Power in Questions … How May I Serve?

Isn’t it always easy to assume that when someone says something to us, we know exactly what he or she is saying? Other times we assume that, in fact, they know exactly what they are saying. Most times our assumptions although with the best of intentions are unfortunately incorrect. Quite often, in our business we then build products, services and our sales and delivery around these misguided assumptions.

About a month ago, I got a call from a potential client who was referred to me by a former client. He asked if we would be able to come in and look at their technology systems. Apparently, they were looking for ways to do some cost cutting. In the discovery process I started to ask questions to clarify what, in fact, this company wanted to have happen. I asked a number of questions about the company’s current situation, the technology being used, training in place, the goals of the company and the parts of the system that are working and the parts that are not. After which we both arrived at the conclusion that the company would benefit a lot more from something entirely different than cutting costs on their technology. Ironically they needed to invest more into their technology but develop a mobile strategy that ensured their current and future systems and tools were aligned to their corporate vision.

When it comes to effective questioning it really is important to fully understand the cause rather than tending to only the symptoms. This is paramount I believe for any business but particularly a service based business. It really is that simple, as providers of “service” unless we can demonstrate value to our customers we have no right to be in business.
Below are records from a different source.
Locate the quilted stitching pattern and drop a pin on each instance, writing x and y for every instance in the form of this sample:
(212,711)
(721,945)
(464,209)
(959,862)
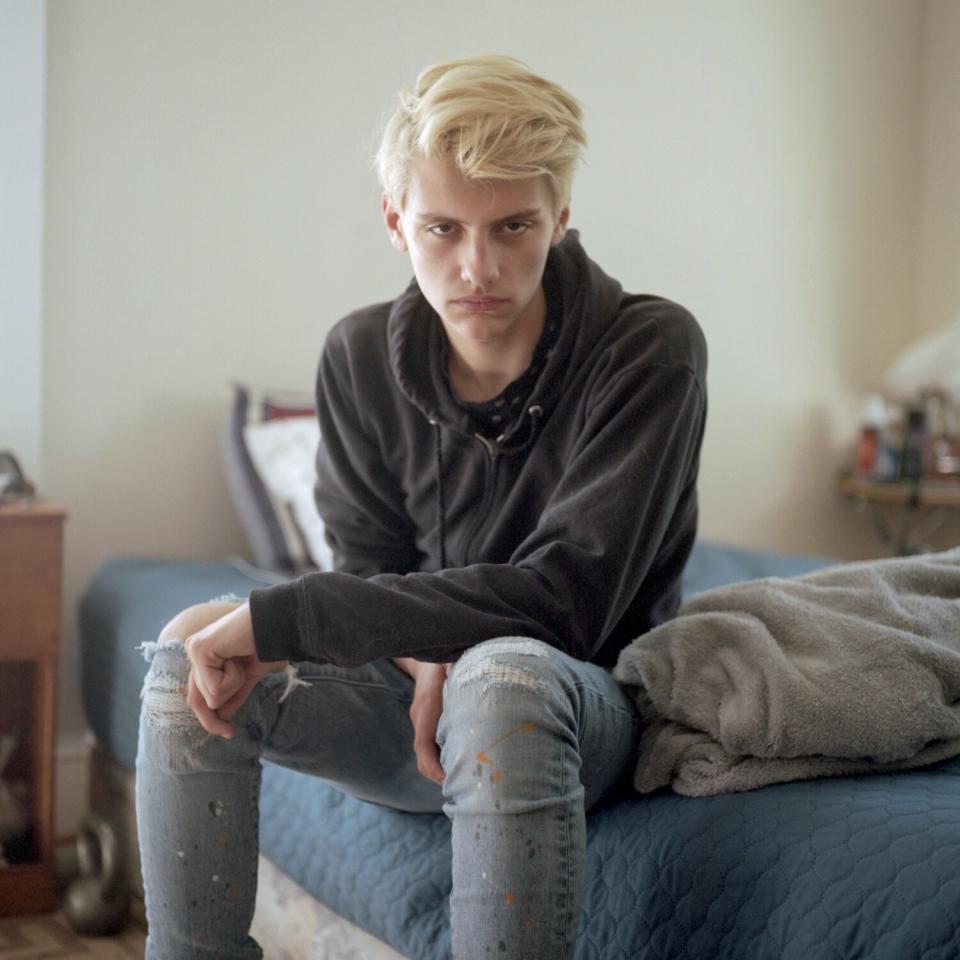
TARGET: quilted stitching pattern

We need to be effective in understanding our customer’s needs. In information gathering there are two types of questions to consider:

Closed questions, these are questions designed to get the response you may want to hear; usually these are prescriptive with limited choice – example yes, no or short answers.
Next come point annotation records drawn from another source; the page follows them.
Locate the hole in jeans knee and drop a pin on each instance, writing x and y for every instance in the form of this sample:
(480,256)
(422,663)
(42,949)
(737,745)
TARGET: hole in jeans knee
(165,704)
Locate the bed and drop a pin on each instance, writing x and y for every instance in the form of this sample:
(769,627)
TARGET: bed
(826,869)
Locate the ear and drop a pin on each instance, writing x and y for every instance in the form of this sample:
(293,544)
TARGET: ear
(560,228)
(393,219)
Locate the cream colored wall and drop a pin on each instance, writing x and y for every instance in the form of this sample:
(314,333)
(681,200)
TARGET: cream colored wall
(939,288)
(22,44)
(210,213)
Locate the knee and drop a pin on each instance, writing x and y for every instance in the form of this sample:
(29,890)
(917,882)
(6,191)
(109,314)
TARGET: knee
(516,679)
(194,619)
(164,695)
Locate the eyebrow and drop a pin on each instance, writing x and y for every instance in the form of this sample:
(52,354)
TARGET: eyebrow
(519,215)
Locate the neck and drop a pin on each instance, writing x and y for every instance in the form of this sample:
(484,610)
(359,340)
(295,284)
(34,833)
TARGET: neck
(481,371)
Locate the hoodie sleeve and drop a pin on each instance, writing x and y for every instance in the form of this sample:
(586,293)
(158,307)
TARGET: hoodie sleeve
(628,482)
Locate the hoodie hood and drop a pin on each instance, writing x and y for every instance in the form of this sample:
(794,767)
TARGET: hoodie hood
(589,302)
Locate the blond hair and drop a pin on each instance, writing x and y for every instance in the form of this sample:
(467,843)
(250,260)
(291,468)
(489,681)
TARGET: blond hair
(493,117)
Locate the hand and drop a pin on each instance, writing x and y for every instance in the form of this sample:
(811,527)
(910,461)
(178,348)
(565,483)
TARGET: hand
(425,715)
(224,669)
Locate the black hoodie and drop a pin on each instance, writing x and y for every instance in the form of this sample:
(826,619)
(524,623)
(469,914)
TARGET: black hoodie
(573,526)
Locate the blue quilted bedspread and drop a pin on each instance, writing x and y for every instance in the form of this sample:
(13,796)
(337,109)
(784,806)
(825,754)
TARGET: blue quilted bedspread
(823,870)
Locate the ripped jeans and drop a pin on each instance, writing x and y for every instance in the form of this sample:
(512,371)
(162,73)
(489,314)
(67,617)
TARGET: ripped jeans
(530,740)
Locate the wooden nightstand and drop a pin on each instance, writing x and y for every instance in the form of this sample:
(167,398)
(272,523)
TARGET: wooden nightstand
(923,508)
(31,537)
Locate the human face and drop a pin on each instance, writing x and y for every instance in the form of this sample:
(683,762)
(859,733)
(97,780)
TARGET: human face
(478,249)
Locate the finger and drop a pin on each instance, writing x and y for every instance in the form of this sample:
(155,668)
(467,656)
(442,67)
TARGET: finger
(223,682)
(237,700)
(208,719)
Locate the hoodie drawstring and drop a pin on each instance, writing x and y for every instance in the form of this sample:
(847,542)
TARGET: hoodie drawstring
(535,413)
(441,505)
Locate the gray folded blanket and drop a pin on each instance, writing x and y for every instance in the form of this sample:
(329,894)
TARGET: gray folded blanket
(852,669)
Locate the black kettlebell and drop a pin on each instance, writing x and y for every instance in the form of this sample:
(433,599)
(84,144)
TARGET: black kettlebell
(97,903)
Cause based questioning, these are open-ended questions designed to gather more information to try and seek more information. Depending on an answer to a question ask further questions to get a deeper understanding of the underlying often buried matter rather than assuming you know what the answer may be.

Some questions to consider when developing a client’s mobile strategy:

iOS or Android? Choosing the Best Platform

Is this a decision based on revenue or market visibility? Apple’s Australian smartphone market share has fallen to around 35%, while Google’s Android is now more widely used than Apple’s iOS in every major market except Japan, according to new Kantar Worldpanel figures.
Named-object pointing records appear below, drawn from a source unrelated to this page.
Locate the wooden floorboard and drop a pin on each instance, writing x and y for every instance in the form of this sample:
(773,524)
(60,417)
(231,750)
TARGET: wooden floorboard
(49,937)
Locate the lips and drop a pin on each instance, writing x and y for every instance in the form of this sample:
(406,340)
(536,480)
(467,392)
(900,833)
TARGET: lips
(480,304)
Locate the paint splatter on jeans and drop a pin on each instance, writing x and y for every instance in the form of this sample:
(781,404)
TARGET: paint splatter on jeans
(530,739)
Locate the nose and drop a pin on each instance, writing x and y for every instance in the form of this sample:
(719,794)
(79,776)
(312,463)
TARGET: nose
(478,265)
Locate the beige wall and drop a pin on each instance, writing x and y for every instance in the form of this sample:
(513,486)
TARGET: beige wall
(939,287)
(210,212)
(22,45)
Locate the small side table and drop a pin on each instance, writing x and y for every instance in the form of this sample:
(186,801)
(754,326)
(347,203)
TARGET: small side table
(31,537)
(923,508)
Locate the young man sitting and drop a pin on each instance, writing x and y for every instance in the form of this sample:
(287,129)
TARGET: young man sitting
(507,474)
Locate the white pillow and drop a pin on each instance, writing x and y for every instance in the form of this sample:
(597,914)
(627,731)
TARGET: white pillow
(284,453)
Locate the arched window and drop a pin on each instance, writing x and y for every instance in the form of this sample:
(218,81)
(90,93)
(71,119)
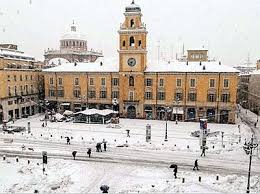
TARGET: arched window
(132,41)
(131,81)
(132,23)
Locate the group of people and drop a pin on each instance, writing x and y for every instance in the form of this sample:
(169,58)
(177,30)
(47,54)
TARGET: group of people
(75,152)
(98,147)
The figures, which measured the market share in the January quarter, show that Android now claims 57.7%, roughly level from a year earlier (57.9%).

However globally 73 percent of all app revenue was generated in Apple’s App Store as compared to only 23 percent for Google Play.

Understand what your customer’s objective is

Understand your customer usage patterns. By taking your time to understand customer behaviour or usage, it will give good insights into the platform decision. Understand what platform the end user of your product will be using. Research information about your final end user determines which platform is right for you to start with.

Consider training and usability – Determine how you plan to implement a rollout strategy

To effectively serve your customer ask questions about what they need and why. Then ask one more question, don’t assume. Clarify again. Understand their needs; it really is about the customer. Once you fully understand your customer’s needs only then serve.